MHRA reports rise in botulism cases in Europe

The Medicines and Healthcare Products Regulatory Agency (MHRA) has alerted the Joint Council for Cosmetic Practitioners (JCCP) to a rise in botulism cases in Europe. It has been linked to two hospitals in Turkey.

The JCCP has advised the need for practitioners to be vigilant regarding members of the public who have recently undergone medical procedures in Turkey using botulinum toxin, and who may exhibit symptoms of botulism.

Specifically, on March 7, 2023, the National IHR Focal Point (NFP) for Germany notified WHO of five cases of iatrogenic botulism in individuals who underwent medical procedures with the injection of botulinum neurotoxin type A (BoNT/A) in health institutions in Turkey.

As of March 17, 2023, a total of 71 cases have been reported in four countries in the European Region; 53 cases in Turkey, 16 in Germany, one in Austria, and one in Switzerland. All cases are adults, and the majority are middle-aged women.

Among the 69 cases for which the treatment location information is known, two private hospitals in two locations in Turkey were identified, with 66 cases linked to one hospital and three cases to the other.

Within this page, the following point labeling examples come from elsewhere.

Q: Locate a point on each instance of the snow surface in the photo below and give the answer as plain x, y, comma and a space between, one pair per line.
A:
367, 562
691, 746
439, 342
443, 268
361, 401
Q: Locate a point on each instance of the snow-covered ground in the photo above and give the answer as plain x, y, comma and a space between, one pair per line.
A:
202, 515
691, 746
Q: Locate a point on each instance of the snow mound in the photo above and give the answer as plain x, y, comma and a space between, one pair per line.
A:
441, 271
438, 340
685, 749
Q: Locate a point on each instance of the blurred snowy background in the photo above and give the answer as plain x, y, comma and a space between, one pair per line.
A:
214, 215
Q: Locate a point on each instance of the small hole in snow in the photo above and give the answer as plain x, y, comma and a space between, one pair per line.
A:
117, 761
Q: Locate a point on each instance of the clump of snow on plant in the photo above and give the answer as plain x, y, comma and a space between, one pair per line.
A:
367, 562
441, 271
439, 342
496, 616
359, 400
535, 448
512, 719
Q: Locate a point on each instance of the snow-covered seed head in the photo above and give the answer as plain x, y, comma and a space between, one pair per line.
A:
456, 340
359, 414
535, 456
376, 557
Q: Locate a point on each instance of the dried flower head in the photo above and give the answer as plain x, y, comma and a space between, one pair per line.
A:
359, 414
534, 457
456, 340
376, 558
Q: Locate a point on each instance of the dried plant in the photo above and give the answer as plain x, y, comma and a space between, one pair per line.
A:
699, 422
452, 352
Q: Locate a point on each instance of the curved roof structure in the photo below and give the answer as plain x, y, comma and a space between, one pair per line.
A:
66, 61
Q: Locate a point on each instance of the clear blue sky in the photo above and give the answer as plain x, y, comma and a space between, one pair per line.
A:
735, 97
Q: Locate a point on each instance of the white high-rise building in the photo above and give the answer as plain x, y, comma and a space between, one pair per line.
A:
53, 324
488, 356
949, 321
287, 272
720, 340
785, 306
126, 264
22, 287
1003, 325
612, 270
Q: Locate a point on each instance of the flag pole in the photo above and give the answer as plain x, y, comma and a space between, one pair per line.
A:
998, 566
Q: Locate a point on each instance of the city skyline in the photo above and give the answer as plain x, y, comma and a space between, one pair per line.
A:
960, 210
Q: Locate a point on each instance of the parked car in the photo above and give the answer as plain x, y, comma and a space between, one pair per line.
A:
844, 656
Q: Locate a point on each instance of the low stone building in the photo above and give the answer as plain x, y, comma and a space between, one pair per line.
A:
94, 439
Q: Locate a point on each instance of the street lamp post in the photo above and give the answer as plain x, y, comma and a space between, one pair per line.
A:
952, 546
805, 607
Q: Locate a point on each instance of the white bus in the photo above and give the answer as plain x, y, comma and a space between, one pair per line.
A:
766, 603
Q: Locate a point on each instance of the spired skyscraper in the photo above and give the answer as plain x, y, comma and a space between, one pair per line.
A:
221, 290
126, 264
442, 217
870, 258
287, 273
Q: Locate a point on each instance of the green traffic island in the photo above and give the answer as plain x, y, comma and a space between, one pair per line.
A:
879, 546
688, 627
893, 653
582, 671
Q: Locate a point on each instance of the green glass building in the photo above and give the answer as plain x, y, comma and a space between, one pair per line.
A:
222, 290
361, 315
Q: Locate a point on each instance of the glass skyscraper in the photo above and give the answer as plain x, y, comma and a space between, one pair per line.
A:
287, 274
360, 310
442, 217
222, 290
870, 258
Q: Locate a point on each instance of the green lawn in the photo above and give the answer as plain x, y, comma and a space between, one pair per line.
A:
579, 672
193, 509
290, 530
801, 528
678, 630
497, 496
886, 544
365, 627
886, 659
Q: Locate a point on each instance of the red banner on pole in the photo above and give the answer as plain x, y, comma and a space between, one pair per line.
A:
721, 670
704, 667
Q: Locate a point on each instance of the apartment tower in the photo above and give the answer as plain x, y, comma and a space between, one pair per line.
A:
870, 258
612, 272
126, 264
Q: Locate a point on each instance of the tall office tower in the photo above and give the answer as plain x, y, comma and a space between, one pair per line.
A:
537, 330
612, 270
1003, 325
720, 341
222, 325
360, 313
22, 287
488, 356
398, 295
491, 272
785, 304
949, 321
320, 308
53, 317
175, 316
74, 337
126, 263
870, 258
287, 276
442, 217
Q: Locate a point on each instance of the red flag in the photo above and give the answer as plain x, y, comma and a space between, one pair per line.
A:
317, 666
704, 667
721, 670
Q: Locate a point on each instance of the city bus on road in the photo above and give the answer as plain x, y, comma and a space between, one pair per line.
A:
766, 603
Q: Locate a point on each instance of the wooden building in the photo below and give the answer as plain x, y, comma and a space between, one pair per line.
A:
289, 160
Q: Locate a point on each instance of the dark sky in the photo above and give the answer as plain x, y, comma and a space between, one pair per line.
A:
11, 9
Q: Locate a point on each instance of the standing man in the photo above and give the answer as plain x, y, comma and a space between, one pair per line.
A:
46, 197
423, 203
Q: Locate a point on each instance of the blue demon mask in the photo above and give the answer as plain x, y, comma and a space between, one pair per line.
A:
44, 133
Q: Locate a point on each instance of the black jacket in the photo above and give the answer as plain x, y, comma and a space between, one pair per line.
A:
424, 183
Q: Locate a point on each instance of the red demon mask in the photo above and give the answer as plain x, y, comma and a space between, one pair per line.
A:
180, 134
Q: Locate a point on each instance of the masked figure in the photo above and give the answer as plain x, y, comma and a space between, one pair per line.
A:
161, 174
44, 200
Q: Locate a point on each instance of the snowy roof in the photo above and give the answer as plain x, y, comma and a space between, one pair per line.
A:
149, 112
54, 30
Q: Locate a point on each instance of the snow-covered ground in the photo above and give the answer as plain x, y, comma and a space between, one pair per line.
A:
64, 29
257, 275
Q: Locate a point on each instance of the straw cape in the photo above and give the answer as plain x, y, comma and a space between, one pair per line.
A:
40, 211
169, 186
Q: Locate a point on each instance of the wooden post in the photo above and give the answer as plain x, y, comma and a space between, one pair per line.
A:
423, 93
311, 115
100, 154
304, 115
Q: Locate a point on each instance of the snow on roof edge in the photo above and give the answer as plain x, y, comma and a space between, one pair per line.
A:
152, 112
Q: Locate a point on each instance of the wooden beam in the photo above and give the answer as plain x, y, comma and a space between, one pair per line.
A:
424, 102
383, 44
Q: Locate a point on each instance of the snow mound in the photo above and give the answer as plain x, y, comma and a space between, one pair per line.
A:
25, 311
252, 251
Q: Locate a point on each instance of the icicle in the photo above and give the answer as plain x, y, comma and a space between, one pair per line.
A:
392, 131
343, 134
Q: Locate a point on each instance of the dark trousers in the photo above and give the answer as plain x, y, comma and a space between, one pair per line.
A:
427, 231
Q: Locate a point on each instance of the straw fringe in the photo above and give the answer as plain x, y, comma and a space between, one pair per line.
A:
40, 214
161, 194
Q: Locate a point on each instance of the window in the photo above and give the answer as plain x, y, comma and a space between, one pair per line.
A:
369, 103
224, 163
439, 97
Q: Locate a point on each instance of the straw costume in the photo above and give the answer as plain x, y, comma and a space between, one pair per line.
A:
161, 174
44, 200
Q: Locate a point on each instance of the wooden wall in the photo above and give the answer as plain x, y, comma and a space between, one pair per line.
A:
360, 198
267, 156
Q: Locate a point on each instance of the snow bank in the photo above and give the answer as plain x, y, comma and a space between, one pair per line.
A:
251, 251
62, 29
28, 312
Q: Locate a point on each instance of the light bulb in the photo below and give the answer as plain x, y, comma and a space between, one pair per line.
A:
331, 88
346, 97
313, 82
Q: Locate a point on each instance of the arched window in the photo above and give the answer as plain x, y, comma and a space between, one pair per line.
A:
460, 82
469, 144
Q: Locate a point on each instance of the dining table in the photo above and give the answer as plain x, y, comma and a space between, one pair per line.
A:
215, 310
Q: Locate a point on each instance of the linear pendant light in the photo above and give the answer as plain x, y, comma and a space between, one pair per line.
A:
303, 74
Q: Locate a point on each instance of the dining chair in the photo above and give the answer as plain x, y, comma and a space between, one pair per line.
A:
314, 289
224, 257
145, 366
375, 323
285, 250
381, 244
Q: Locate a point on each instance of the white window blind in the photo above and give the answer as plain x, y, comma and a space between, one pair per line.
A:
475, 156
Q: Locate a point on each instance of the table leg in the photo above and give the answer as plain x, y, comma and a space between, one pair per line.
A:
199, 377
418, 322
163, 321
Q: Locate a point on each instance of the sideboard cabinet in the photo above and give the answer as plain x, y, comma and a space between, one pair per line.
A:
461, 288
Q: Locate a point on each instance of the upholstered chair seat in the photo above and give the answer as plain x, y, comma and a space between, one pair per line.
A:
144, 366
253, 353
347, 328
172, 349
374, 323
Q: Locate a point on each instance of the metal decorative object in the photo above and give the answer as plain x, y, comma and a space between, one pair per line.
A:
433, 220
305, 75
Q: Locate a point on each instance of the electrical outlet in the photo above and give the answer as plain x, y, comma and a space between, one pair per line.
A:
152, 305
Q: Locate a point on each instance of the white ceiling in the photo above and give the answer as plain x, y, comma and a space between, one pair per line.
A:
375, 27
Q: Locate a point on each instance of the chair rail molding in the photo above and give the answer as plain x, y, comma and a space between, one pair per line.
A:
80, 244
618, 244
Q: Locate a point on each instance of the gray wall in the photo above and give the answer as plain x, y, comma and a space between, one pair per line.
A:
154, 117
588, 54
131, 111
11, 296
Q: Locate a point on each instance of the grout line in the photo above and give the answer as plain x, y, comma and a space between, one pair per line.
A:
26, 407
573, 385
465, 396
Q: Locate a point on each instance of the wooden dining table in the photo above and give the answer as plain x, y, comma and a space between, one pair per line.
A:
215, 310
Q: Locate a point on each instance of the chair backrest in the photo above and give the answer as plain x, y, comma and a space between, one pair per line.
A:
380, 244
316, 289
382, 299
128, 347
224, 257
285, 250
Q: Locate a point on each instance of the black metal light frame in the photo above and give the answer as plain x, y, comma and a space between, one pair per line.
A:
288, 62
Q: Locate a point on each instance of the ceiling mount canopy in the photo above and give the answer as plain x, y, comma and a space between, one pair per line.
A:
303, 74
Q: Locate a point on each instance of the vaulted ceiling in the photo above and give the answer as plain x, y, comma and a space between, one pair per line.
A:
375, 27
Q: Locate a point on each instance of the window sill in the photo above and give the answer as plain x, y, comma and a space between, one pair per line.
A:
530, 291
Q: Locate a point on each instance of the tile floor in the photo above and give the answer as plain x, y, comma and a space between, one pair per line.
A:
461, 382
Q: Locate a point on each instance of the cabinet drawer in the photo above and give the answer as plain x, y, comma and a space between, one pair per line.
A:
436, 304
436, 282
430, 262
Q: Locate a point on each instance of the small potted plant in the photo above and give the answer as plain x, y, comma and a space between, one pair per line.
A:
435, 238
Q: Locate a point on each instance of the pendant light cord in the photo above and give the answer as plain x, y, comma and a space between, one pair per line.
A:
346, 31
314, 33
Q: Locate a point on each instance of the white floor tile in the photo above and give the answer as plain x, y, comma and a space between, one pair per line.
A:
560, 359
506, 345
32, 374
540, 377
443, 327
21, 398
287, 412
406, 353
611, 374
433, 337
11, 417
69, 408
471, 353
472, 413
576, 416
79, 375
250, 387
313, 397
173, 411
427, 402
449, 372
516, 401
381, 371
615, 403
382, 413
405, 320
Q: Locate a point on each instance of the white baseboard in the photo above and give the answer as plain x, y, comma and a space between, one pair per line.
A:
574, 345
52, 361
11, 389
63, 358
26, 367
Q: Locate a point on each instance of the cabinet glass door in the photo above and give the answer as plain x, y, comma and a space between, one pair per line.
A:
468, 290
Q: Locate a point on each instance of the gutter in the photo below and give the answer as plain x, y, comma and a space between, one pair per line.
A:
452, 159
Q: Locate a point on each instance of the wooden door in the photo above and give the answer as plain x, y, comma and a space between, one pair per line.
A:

Investigations carried out by the Turkish authorities reported that licensed BoNT products were administered for a different purpose other than for which the products were approved (off-label use). The relevant departments of both hospitals had their activities suspended on 1 March 2023 and the products used for the treatment were seized and taken for examination and evaluation.

Botulism outbreaks are rare, but outbreaks require rapid recognition to identify the source of the disease, distinguish between types of outbreaks (natural, accidental, or potentially deliberate), prevent additional cases, and effectively administer treatment to affected patients. Successful treatment depends significantly on early diagnosis.

In the reported cases, the clinical presentation ranged from mild to severe. Clinical signs of BoNT intoxication were observed, including fatigue, headache, blurred and/or double vision, dizziness, ptosis, dysphagia, dyspnea, neck weakness, generalized muscle weakness, and swollen tongue.

Several cases were hospitalised, some cases were treated with botulinum antitoxin, and at least five cases were admitted to intensive care units. There are no reported deaths and no new symptomatic cases have been reported since March 8, 2023.

WHO is collaborating with the European Centre for Disease Prevention and Control (ECDC), and the affected IHR State Parties. Although the source of the outbreak may have been removed, WHO Member States are advised to remain vigilant.

Specifically, the JCCP is advising registrants to screen their clients for those who have visited Turkey for any treatment with botulinum toxin, and who may exhibit symptoms of botulism, which may be mild. Should it be required, the JCCP requests that practitioners take the necessary steps for the protection of the individual and report the matter to the relevant authorities. The JCCP is also available for further guidance where required.